Slashdot Mirror


User: Jah-Wren+Ryel

Jah-Wren+Ryel's activity in the archive.

Stories
0
Comments
11,071
First seen
Last seen
Profile
(view on slashdot.org)

Comments · 11,071

  1. Re:UUCP info you need on Need Help Salvaging Data From an Old Xenix System · · Score: 1

    There is no chance of it being IDE. He'll be lucky if it is a plain old MFM controller in an ISA slot - at least then he can probably move the controller to an older linux machine which might have a driver for that controller. He'll be unlucky if the controller is on the original motherboard instead.

  2. Re:the facts of the case on Sci-Fi Writer Peter Watts Convicted of Assault · · Score: 1

    That makes it sound like it's by design. Certainly it's useful for the purpose of changing the system, but it doesn't seem to have been intentionally included.

    That is your own bias talking. What, precisely, does it take to be "intentionally include?" Historical usage in the English common-law system? A ruling by the SCOTUS that it is a right of the jury?

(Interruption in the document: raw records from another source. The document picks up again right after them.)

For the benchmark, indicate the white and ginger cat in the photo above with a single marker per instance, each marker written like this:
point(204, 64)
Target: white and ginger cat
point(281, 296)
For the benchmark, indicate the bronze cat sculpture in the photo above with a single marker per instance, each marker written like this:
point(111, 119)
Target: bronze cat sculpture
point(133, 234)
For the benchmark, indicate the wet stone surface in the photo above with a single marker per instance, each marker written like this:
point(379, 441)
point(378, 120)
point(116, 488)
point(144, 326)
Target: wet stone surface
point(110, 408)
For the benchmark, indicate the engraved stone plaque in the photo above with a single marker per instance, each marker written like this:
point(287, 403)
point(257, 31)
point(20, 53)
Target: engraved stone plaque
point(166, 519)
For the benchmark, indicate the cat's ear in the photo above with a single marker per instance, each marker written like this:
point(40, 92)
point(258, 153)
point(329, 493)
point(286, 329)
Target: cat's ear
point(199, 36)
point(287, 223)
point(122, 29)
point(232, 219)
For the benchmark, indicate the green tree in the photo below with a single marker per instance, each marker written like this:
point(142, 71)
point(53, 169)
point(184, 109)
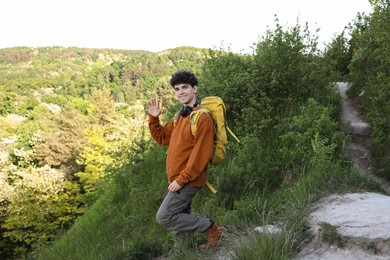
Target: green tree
point(42, 204)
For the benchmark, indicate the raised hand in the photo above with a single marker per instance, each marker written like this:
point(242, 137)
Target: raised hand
point(155, 107)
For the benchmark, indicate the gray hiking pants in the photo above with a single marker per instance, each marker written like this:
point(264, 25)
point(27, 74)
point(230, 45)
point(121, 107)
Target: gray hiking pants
point(174, 212)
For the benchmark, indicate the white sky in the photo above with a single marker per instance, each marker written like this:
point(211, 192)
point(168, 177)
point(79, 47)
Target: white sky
point(156, 25)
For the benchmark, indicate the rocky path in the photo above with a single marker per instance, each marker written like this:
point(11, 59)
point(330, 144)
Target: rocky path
point(362, 220)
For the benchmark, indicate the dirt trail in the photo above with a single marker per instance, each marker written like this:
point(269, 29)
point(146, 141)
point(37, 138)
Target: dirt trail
point(362, 219)
point(358, 148)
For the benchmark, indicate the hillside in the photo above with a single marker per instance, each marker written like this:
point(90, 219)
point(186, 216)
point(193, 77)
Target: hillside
point(81, 178)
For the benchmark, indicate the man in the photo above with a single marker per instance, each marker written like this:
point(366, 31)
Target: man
point(187, 159)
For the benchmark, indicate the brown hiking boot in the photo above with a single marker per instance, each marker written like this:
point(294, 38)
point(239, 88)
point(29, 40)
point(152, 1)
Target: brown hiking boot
point(214, 236)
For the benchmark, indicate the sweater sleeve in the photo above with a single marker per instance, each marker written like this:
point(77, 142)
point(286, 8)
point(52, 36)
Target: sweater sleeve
point(161, 134)
point(202, 152)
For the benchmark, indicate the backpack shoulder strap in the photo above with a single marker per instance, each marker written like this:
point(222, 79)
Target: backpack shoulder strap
point(195, 116)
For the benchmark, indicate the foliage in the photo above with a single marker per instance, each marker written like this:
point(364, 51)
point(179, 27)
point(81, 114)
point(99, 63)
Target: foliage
point(338, 55)
point(370, 76)
point(42, 203)
point(80, 139)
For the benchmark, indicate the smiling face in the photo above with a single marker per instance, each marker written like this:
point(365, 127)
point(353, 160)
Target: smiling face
point(186, 94)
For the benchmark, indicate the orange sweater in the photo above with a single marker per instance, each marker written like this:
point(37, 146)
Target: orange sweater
point(188, 155)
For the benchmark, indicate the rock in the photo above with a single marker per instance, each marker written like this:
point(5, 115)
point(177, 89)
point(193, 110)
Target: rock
point(363, 222)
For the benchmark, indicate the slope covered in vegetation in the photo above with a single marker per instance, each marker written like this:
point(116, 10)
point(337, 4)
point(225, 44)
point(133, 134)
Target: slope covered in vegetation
point(79, 116)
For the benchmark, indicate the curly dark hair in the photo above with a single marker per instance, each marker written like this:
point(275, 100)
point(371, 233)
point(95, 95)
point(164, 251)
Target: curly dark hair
point(183, 77)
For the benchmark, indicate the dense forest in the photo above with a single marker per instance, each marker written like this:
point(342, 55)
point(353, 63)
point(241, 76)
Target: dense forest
point(80, 177)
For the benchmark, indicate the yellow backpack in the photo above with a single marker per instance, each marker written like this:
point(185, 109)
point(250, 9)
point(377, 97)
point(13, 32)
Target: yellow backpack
point(215, 107)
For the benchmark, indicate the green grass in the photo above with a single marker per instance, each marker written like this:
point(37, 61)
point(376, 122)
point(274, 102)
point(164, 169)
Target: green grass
point(122, 225)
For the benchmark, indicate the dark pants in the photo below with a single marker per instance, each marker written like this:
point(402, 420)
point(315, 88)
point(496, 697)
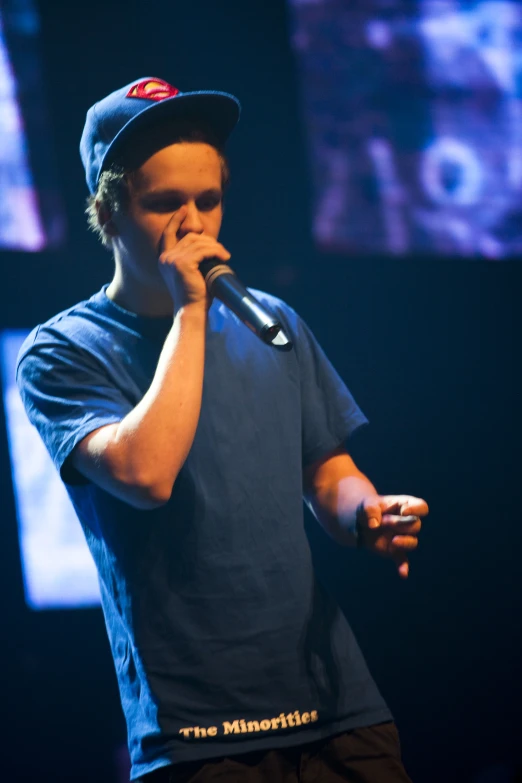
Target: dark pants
point(368, 755)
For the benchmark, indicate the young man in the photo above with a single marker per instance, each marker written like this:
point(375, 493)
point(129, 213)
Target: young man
point(186, 445)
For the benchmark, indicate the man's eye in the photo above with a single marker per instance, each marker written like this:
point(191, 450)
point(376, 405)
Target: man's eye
point(165, 205)
point(207, 204)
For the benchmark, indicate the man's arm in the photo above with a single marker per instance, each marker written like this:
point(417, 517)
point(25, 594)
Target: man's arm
point(139, 458)
point(349, 508)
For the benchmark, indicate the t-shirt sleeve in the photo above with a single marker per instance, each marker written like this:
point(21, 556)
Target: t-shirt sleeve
point(67, 394)
point(330, 414)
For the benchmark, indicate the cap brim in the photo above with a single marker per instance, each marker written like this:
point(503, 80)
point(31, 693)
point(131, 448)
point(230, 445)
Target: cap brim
point(218, 111)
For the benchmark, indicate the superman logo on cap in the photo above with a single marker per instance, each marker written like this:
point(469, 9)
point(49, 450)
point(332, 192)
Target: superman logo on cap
point(152, 90)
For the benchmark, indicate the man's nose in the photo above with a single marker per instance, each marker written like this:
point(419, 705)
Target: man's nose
point(192, 222)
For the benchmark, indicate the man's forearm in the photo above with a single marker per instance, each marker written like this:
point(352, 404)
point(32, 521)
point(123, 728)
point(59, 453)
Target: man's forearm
point(335, 506)
point(139, 458)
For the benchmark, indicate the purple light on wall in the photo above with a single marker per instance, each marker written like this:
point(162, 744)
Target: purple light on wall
point(57, 566)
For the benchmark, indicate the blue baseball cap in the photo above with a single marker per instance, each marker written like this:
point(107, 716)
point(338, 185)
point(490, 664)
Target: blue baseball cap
point(141, 105)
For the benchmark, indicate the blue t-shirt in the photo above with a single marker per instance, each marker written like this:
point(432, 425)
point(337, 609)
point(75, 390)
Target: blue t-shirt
point(223, 639)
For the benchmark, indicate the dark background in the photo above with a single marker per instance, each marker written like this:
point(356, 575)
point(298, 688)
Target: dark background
point(429, 347)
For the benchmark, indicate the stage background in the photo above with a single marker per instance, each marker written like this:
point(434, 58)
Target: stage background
point(430, 348)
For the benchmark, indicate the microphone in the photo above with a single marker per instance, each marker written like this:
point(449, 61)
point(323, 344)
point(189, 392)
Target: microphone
point(223, 284)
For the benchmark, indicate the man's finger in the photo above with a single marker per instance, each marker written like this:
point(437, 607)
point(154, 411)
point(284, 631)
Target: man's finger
point(404, 505)
point(403, 567)
point(403, 543)
point(169, 238)
point(372, 515)
point(393, 520)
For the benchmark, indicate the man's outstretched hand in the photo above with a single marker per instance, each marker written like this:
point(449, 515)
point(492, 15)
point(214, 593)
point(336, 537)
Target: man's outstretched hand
point(390, 525)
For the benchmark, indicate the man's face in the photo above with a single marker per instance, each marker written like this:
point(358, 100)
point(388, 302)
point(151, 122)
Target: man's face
point(186, 173)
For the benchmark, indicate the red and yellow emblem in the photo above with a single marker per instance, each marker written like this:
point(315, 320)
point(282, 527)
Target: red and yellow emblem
point(152, 90)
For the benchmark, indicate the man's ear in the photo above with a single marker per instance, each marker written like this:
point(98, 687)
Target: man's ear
point(105, 220)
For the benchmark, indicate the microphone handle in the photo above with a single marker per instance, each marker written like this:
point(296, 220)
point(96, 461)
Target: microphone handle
point(224, 285)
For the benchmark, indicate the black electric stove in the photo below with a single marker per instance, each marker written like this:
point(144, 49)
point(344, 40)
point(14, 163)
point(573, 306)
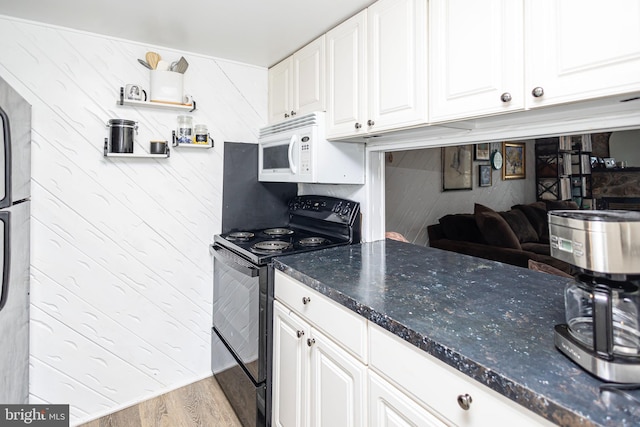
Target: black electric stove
point(243, 293)
point(315, 222)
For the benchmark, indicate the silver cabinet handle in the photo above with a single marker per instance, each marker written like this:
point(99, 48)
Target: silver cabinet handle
point(464, 401)
point(505, 97)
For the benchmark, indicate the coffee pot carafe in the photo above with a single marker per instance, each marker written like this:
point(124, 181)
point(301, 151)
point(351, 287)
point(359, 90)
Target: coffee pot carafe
point(602, 304)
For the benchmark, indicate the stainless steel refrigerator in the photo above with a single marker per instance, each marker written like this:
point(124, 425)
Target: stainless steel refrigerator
point(15, 192)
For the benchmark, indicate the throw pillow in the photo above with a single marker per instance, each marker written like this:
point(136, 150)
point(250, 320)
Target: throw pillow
point(496, 231)
point(520, 225)
point(477, 208)
point(461, 227)
point(536, 213)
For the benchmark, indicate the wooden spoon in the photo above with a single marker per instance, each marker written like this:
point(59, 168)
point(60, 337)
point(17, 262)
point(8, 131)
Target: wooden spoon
point(152, 58)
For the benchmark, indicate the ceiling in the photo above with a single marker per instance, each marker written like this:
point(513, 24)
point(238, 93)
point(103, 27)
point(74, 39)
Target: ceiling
point(258, 32)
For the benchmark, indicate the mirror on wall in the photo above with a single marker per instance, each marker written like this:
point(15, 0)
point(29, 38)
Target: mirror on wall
point(624, 146)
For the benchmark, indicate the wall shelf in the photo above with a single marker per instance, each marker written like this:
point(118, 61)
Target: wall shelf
point(175, 142)
point(167, 154)
point(152, 104)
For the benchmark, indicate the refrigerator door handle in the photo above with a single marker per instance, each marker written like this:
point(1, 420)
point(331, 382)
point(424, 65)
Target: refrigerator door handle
point(5, 199)
point(5, 217)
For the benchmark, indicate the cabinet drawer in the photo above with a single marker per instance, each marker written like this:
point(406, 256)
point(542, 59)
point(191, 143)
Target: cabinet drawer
point(438, 385)
point(344, 326)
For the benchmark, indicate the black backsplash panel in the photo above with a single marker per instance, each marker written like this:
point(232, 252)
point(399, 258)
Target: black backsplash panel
point(246, 203)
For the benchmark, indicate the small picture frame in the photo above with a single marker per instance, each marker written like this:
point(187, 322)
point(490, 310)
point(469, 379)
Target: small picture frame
point(482, 151)
point(513, 154)
point(484, 175)
point(456, 167)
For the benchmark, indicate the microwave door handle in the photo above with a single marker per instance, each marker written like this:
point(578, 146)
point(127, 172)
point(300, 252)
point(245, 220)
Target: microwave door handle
point(292, 166)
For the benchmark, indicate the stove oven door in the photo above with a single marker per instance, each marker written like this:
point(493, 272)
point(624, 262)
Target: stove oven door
point(240, 299)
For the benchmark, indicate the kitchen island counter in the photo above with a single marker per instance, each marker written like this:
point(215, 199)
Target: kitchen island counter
point(491, 321)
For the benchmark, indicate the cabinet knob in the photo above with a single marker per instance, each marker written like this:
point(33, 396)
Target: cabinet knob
point(464, 401)
point(537, 92)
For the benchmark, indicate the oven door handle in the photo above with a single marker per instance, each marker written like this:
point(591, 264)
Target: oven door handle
point(231, 260)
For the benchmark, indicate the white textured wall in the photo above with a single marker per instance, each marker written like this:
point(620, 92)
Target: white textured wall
point(414, 196)
point(121, 274)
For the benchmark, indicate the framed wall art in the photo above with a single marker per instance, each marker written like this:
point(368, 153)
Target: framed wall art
point(482, 151)
point(456, 168)
point(484, 175)
point(513, 154)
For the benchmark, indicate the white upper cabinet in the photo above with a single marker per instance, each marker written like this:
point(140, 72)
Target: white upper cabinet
point(346, 77)
point(581, 49)
point(476, 54)
point(297, 84)
point(377, 69)
point(397, 64)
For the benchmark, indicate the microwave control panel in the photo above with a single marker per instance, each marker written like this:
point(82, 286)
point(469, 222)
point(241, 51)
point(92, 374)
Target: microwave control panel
point(305, 155)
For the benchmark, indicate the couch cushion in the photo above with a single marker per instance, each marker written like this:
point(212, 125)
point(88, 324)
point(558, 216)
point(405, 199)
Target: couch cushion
point(537, 248)
point(560, 204)
point(495, 230)
point(520, 225)
point(536, 213)
point(461, 227)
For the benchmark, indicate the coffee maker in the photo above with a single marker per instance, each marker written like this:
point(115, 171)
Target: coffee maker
point(602, 304)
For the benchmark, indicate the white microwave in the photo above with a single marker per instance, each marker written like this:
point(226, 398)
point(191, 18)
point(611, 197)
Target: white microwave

  3. Re:cu on Need Help Salvaging Data From an Old Xenix System · · Score: 2, Informative

    There is a pretty good chance that kermit is available for that system. I would go with kermit file transfers over uucp any day it being easier to set up, has decent error detection and better feedback for the average user.

  4. Re:How About ... on US Law Firms Targeted By Cyberscams · · Score: 5, Informative

    The first time I get payment from a client I always wait to see if it clears before moving forward on a project.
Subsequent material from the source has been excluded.